Floating Rate Notes Aren’t Perfect

In 2022, carnage is abound in the fixed income market. So bad are things in the bond market, that some of the strategies that should be working in this environment are only “working” to the extent that they are performing less poorly than peers and aggregate bond funds.

Take the cases of floating rate notes (FRNs) and Treasury Inflation Protected Securities (TIPS). The Bloomberg Barclays U.S. Treasury Inflation Protected Securities (TIPS) Index is off a staggering 9.3% year-to-date despite inflation remaining high.

The Bloomberg Barclays US Floating Rate Note < 5 Years Index is lower by just half a percent and in both cases, those benchmarks are beating the Bloomberg US Aggregate Bond Index, which is lower by 10%, as of May 10.

All of that is to state the obvious: Things are treacherous in the bond market this year, but there are some credible alternatives out there to FRNs and TIPS, particularly for risk-tolerant investors.

Rate-Hedged ETFs Have Some Appeal

First, a disclaimer. Rate-hedged bonds ETFs, including the ProShares High Yield—Interest Rate Hedged ETF (HYHG) and the ProShares Investment Grade-Interest Rate Hedged (CBOE:IGHG) aren’t perfect and that much is confirmed by their year-to-date performances.

That said, products like these could be interesting considerations in this climate because they offer bigger yields than FRNs and TIPS and erosion in the corporate bond market this year seems to imply default levels that aren’t likely to come to pass. Additionally, rate-hedged strategies offer arguably under-appreciated benefits relative to FRNs.

“From an investor perspective, a debt instrument that pays out increasingly higher coupons as rates rise sounds almost idyllic,” writes Daniel Bush, ProShares senior investment strategy analyst. “However, floating rate debt can burden companies—especially lower-rated companies—with greater than expected debt service payments. Those higher debt payments could mean greater credit risk for investors.”

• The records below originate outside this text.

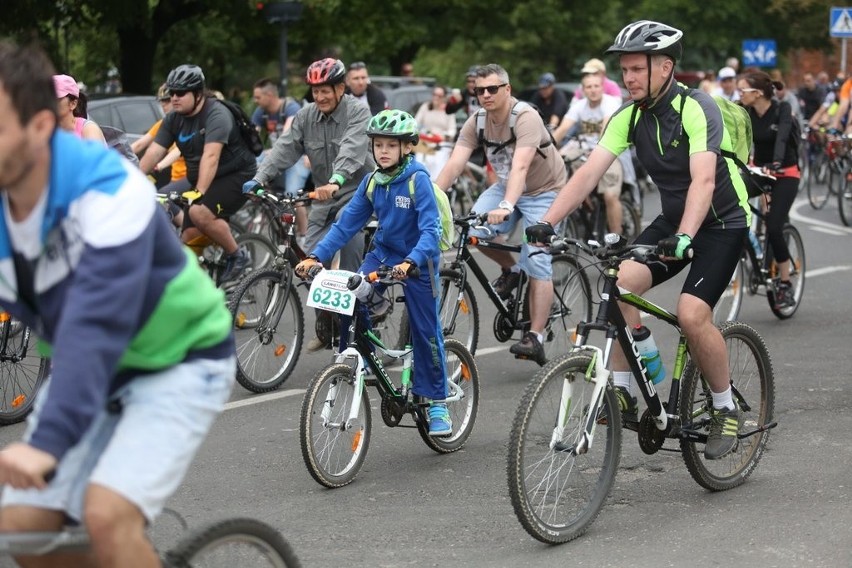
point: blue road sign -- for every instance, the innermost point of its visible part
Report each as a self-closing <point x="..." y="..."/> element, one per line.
<point x="760" y="52"/>
<point x="840" y="22"/>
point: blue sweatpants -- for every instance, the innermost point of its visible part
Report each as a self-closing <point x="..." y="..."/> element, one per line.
<point x="427" y="337"/>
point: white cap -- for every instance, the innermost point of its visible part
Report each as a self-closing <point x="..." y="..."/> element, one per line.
<point x="727" y="73"/>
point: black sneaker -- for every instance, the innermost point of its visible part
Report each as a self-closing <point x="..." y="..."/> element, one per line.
<point x="506" y="283"/>
<point x="724" y="427"/>
<point x="529" y="348"/>
<point x="784" y="295"/>
<point x="627" y="404"/>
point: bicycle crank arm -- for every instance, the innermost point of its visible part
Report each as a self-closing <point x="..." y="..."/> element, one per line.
<point x="763" y="428"/>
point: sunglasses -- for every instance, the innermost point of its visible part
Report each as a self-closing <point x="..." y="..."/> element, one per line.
<point x="492" y="89"/>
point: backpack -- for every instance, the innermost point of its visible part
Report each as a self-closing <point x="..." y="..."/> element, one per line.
<point x="117" y="140"/>
<point x="248" y="132"/>
<point x="445" y="211"/>
<point x="737" y="124"/>
<point x="513" y="118"/>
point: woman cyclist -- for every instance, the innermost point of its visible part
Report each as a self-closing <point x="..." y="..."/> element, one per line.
<point x="776" y="150"/>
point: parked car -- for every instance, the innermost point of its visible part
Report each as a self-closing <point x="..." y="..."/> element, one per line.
<point x="409" y="98"/>
<point x="132" y="114"/>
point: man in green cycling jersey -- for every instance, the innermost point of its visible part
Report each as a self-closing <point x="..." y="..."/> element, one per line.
<point x="704" y="207"/>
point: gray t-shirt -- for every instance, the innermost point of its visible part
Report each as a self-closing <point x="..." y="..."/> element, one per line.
<point x="213" y="124"/>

History confirms that corporate bonds often top Treasuries as rates rise because contracting credit spreads augment some of the risk incurred by way of soaring government bond yields. Underscoring the utility of IGHG in particular, is the fact that many traditional investment-grade corporate bond funds carry longer duration, meaning they too are vulnerable to rising rates.

An advantage of HYHG relative to bank loan funds – another popular rising rates strategy -- is that the ProShares ETF doesn't feature callable bonds – an important point for advisors to consider because callable bonds can have limited upside potential.

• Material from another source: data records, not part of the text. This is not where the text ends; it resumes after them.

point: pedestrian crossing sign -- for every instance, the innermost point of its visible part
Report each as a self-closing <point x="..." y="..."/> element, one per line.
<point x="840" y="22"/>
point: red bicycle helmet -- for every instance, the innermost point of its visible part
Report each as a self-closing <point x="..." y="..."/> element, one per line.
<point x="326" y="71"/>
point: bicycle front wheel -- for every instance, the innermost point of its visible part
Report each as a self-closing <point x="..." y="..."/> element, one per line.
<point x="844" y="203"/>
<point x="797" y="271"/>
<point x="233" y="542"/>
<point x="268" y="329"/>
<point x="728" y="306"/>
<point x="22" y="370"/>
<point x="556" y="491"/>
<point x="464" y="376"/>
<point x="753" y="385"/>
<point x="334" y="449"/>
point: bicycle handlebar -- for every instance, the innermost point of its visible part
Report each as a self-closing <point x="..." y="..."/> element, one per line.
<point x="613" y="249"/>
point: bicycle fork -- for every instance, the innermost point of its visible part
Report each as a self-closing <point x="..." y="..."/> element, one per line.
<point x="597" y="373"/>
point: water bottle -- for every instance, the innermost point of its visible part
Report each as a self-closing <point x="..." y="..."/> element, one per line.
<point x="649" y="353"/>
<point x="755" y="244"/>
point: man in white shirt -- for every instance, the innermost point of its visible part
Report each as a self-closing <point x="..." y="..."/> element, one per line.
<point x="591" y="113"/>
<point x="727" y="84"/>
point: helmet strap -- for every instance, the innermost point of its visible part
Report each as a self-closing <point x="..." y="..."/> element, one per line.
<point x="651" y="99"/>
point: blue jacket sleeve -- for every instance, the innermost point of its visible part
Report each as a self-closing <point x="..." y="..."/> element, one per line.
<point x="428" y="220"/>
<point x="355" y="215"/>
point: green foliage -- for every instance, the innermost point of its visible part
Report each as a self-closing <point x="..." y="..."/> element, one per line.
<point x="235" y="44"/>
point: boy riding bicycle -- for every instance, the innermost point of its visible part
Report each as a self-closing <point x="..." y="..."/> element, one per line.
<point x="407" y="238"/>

All About Keeping Duration

It’s not a revelation that keeping duration short this year is the best way to limit fixed income. Fortunately, that’s the primary aim of rate-hedged strategies.

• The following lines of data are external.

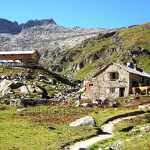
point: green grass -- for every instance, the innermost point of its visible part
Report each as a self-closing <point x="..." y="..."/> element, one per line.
<point x="47" y="127"/>
<point x="132" y="139"/>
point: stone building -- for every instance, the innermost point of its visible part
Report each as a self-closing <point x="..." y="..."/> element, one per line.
<point x="25" y="57"/>
<point x="116" y="80"/>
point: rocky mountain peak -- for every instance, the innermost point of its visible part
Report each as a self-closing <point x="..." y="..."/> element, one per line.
<point x="10" y="27"/>
<point x="7" y="26"/>
<point x="42" y="22"/>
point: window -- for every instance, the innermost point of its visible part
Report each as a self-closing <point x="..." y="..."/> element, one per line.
<point x="114" y="75"/>
<point x="112" y="90"/>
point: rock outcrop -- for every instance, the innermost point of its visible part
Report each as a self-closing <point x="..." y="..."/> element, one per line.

“Short-duration strategies could be the right play, with minutes from the Fed’s March meeting indicating that the FOMC is likely to start shrinking its balance sheet quickly. This could put additional upward pressure on rates,” concludes Bush.

Something else to consider: If the April reading of the Consumer Price Index is higher than expected, that could compel the Fed to become more aggressive with its pace of rate hikes, potentially boosting the allure of rate-hedged ETFs.